I was in a discussion on LinkedIn the other day about disagreement in conversation. The point he raised was that disagreement is a form of friction, and that some amount of friction is necessary for a healthy discussion. I think there is something slightly off in that framing.
To me, conversations are like a game, such as soccer. The game does not depend on fouls or collisions. It depends on fair challenges. We expect players to challenge each other for the ball, just as in conversation we expect people to fairly challenge ideas. And when the challenge is fair, it does not feel like friction. It feels like play, fair play. It feels like shared exploration or collaboration.
Where we experience friction is not in the disagreement itself, but in how the disagreement is carried out. I think friction appears when the challenge becomes unfair. When someone starts playing the person instead of the ball, and when ego enters, or certainty hardens. So then, some friction is not of some value, but the signal that fairness is slipping, and time to step up.

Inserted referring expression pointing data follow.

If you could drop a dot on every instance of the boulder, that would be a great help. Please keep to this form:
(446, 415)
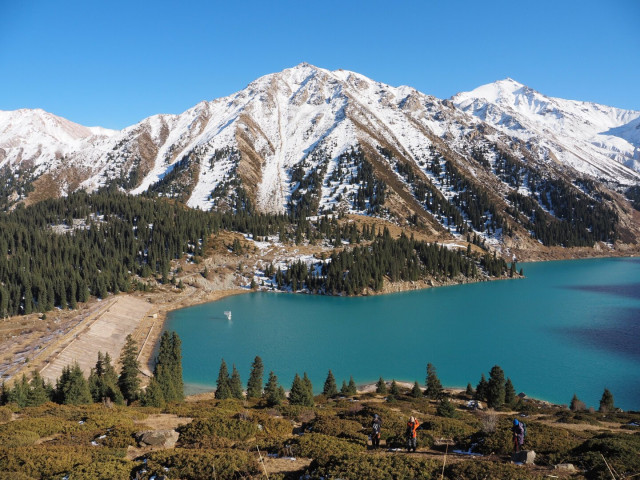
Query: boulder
(524, 456)
(567, 467)
(158, 438)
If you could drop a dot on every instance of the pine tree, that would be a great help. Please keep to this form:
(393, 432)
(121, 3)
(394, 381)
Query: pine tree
(577, 405)
(394, 390)
(254, 385)
(309, 388)
(273, 391)
(509, 393)
(223, 384)
(344, 389)
(446, 409)
(73, 388)
(20, 392)
(153, 396)
(434, 387)
(330, 388)
(481, 389)
(416, 391)
(128, 382)
(495, 388)
(299, 393)
(606, 402)
(235, 384)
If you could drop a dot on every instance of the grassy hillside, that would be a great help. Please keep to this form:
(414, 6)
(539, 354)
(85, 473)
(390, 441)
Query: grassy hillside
(222, 439)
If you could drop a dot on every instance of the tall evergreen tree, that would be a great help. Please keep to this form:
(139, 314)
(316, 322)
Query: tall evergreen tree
(273, 391)
(129, 382)
(381, 386)
(153, 396)
(223, 384)
(577, 405)
(352, 388)
(481, 389)
(254, 385)
(434, 387)
(416, 391)
(330, 388)
(168, 369)
(37, 394)
(72, 387)
(235, 384)
(606, 402)
(299, 393)
(495, 388)
(509, 393)
(394, 390)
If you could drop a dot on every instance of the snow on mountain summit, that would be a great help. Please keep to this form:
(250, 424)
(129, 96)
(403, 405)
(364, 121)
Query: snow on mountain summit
(585, 135)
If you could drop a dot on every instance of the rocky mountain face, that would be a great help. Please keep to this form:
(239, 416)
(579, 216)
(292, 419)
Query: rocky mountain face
(502, 164)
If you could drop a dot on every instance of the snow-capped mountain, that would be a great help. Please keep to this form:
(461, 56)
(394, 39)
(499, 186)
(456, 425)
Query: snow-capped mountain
(307, 140)
(584, 135)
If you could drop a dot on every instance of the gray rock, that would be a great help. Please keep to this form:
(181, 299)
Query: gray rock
(524, 456)
(158, 438)
(568, 467)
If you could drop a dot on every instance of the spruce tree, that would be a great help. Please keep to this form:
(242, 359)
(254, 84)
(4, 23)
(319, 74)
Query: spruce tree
(394, 390)
(434, 387)
(330, 388)
(353, 390)
(235, 384)
(606, 402)
(37, 394)
(128, 382)
(223, 384)
(299, 393)
(509, 393)
(416, 391)
(577, 405)
(344, 389)
(495, 388)
(481, 389)
(254, 385)
(273, 391)
(153, 396)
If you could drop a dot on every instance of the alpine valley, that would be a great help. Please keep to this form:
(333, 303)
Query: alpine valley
(502, 166)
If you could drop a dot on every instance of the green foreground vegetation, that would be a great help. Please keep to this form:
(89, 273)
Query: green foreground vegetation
(237, 434)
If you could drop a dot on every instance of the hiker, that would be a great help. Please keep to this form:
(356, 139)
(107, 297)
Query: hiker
(518, 435)
(376, 426)
(412, 427)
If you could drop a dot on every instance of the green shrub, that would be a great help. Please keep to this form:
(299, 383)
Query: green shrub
(323, 447)
(337, 427)
(359, 466)
(5, 414)
(472, 469)
(201, 464)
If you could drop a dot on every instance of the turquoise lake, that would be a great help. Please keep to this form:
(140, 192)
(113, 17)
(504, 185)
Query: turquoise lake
(568, 327)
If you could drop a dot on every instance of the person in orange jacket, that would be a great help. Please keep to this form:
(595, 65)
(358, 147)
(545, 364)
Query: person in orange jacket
(412, 427)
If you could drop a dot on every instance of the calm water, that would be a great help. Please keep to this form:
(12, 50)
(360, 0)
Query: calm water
(569, 327)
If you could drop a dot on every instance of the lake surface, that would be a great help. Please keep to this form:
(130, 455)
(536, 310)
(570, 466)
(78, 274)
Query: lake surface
(569, 327)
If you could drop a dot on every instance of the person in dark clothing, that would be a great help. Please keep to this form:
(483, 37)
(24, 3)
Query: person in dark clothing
(412, 440)
(376, 427)
(518, 435)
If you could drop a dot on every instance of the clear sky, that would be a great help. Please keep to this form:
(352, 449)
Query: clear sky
(113, 63)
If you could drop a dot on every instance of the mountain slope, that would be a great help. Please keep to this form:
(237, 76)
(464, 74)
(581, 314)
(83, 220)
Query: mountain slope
(502, 164)
(584, 135)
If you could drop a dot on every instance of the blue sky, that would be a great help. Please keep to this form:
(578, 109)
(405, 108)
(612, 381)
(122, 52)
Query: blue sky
(113, 63)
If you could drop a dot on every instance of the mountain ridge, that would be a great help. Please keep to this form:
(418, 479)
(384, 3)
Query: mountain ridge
(309, 141)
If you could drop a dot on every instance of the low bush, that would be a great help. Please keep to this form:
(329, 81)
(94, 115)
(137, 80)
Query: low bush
(200, 464)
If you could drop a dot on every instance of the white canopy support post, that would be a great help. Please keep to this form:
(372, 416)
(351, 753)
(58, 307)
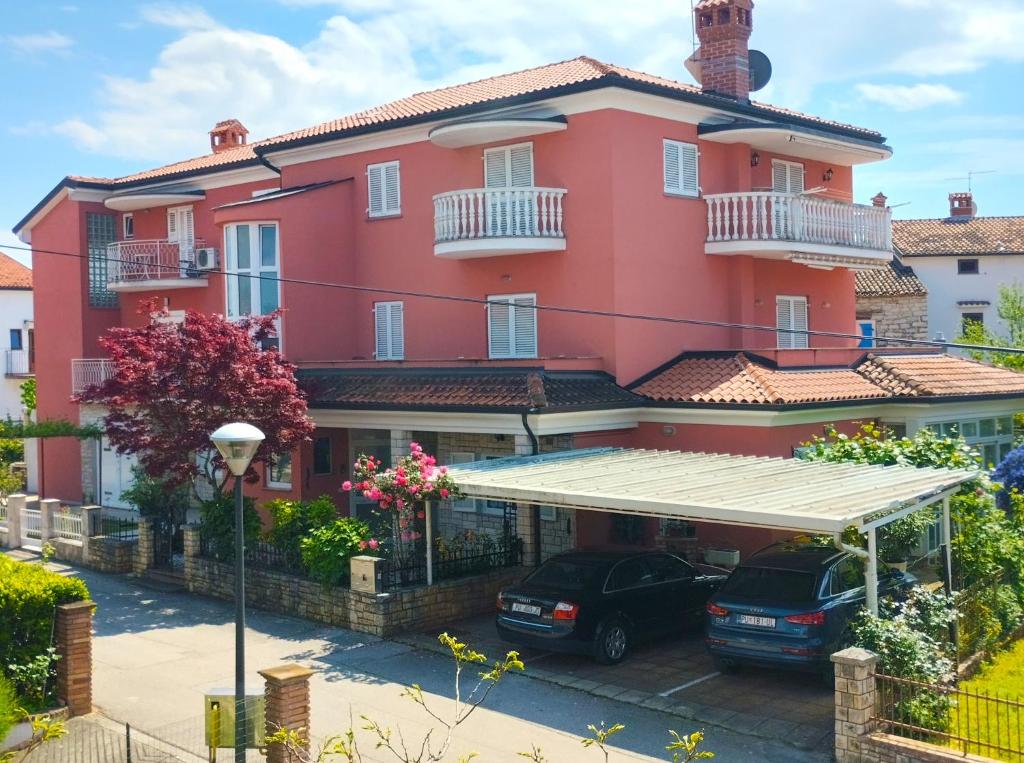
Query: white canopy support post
(430, 543)
(872, 573)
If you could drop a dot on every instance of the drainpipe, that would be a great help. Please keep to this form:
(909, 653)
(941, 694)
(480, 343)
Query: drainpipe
(536, 447)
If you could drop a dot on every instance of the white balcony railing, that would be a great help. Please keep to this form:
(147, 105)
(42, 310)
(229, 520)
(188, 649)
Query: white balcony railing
(766, 216)
(497, 213)
(17, 363)
(86, 372)
(152, 260)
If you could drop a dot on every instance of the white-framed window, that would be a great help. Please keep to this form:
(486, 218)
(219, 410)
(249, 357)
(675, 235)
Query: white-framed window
(791, 316)
(279, 471)
(389, 331)
(681, 175)
(786, 177)
(512, 326)
(383, 189)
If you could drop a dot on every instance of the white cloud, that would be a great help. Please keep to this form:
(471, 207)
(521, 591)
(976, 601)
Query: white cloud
(909, 97)
(44, 42)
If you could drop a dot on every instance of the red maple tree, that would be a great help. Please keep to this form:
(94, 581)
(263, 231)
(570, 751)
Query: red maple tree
(174, 383)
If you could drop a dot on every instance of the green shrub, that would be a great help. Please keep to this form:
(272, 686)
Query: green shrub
(326, 551)
(29, 597)
(293, 520)
(217, 528)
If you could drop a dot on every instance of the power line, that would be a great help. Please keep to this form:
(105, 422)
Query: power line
(553, 308)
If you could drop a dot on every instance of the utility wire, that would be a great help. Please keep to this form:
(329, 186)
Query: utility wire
(552, 308)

This is where I think many teams get stuck or slow down. They assume heated debate is the sign of depth. They assume tension is required for progress. But in my experience, the most productive conversations are calm, steady, and grounded in curiosity. They involve challenge, but not heat.
This is exactly the problem SpatzAI is designed to help teams work with. It provides a simple way for a team member to call attention to the moment when the challenge stops being about the idea and starts feeling unfair. When one notices that the tone is becoming overly dogmatic, and flexible opinions start to become absolute facts. At this point, a verbal caution can be issued. If acknowledged, they move on. If the caution is challenged or ignored, it is followed by a formal caution – using the 3-step SpatzChat app when necessary. At the third step, if still unresolved, their now micro-conflict is finally posted on the Spatz Team and AI-assisted Review platform, using the Slack teams plugin. If their current conflict is still unresolved, they can use the organisation’s standard conflict resolution process to resolve their issue. Simple, clear, and fair.
We believe at Spatz that real conversations are fair challenges without the heat and discomfort of friction.
And teams work best when everyone agrees on how to keep it that way.